Welcome to Kansas City, Missouri
Kansas City isn’t a two-note town. Beyond its beloved barbecue and proud jazz tradition, Missouri’s largest city has a world-class art institution in the Nelson-Atkins Museum of Art and a moving tribute to African-American history in the Negro Leagues Baseball Museum. It has the historic Spanish-style Country Club Plaza, the country’s first—and most elegant—shopping center, and the gorgeous, architecturally striking Kauffman Center for the Performing Arts. But with all Kansas City has going for it, it’s hard to deny the pull of great live music erupting from every direction and delicious, tender, sauce-drenched smoked meat. To give you an insider’s look at the city, we asked the Kansas Citians what to do when you visit. Here are a few favorites.

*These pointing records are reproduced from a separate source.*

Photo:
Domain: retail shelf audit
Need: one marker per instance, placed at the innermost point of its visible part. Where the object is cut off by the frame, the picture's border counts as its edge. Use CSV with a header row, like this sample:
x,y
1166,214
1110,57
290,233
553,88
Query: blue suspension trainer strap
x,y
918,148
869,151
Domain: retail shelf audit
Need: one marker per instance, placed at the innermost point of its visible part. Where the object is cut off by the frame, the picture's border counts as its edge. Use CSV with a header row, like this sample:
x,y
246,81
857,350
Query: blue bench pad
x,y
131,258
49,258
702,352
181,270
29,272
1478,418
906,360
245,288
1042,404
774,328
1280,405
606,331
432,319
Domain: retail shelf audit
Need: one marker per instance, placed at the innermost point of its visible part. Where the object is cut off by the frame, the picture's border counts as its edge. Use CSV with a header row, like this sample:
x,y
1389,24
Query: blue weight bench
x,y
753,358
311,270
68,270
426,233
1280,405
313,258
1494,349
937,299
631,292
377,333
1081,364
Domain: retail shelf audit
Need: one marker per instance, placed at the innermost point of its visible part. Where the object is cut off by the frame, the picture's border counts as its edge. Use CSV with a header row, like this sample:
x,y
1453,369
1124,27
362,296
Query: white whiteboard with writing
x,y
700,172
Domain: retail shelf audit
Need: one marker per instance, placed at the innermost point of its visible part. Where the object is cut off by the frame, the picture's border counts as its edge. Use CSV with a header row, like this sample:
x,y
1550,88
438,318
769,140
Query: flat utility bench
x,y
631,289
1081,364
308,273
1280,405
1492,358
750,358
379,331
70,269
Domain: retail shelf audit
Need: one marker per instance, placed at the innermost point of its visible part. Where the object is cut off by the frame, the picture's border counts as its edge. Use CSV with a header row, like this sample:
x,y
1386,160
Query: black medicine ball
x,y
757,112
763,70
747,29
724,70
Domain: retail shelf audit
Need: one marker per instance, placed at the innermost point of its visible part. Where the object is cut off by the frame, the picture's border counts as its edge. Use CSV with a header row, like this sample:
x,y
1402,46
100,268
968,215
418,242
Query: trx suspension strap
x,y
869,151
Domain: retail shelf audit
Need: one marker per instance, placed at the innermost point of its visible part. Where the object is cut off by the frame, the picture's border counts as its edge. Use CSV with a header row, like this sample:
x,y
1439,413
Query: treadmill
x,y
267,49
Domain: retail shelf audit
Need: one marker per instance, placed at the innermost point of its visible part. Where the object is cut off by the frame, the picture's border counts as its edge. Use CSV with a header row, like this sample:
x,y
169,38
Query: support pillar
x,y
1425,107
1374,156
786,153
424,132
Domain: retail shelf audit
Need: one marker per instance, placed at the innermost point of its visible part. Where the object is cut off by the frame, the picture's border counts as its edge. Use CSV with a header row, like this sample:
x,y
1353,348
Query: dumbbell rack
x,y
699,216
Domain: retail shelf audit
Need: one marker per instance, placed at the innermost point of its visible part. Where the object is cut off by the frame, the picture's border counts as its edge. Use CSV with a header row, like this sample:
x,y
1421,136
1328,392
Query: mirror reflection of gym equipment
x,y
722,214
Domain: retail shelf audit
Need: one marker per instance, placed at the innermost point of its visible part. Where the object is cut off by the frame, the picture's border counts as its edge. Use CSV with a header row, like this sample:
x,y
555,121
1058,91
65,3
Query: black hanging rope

The city’s West Bottoms neighborhood, once home to cattle stockyards, sits where the Kansas and Missouri rivers meet. Fittingly, it’s now home to The Ship—a nautically-themed, Prohibition-era lounge turned artist-friendly dive bar with a history of being a bit rough around the edges and welcoming guests from all walks of life. Kansas City’s colorful nightlife was only partly suppressed by the 1919 law that outlawed alcohol. Instead, the “Paris of the Plains” embraced a laissez-faire approach to both booze and nighttime revelry. The Kansas City Prohibition Craft Cocktail Tour is a four-stop romp through a period in which Kansas City was known as one of “wettest” cities during the country’s short-lived dry spell. Along the way, indulge in cocktails at former—and current—speakeasies, brothels, and houses of ill-repute.
Serious About Meat
Among the country’s great barbecue capitals, Kansas City’s meats are distinctive, revered, and more than a little controversial. “If you ask about BBQ, you're gonna get a different opinion from each person in Kansas City,” we’re told. Everyone has a favorite, and they’re delighted to tell you about it. The historic home of the “King of Ribs,” Arthur Bryant's has operated blocks from the old Municipal Stadium since 1958, drawing dignitaries and politicians to the sit at its Formica tables and gnaw inelegantly on a rack of pork ribs with Wonder Bread. Another Kansas City classic, since 1946, the family-owned Gates BBQ is just down Brooklyn Avenue. Gates’s standout, according to locals, is their burnt ends on a hoagie. Their secret? The meat’s chopped rather than cubed, for a more favorable sauce-to-meat ratio.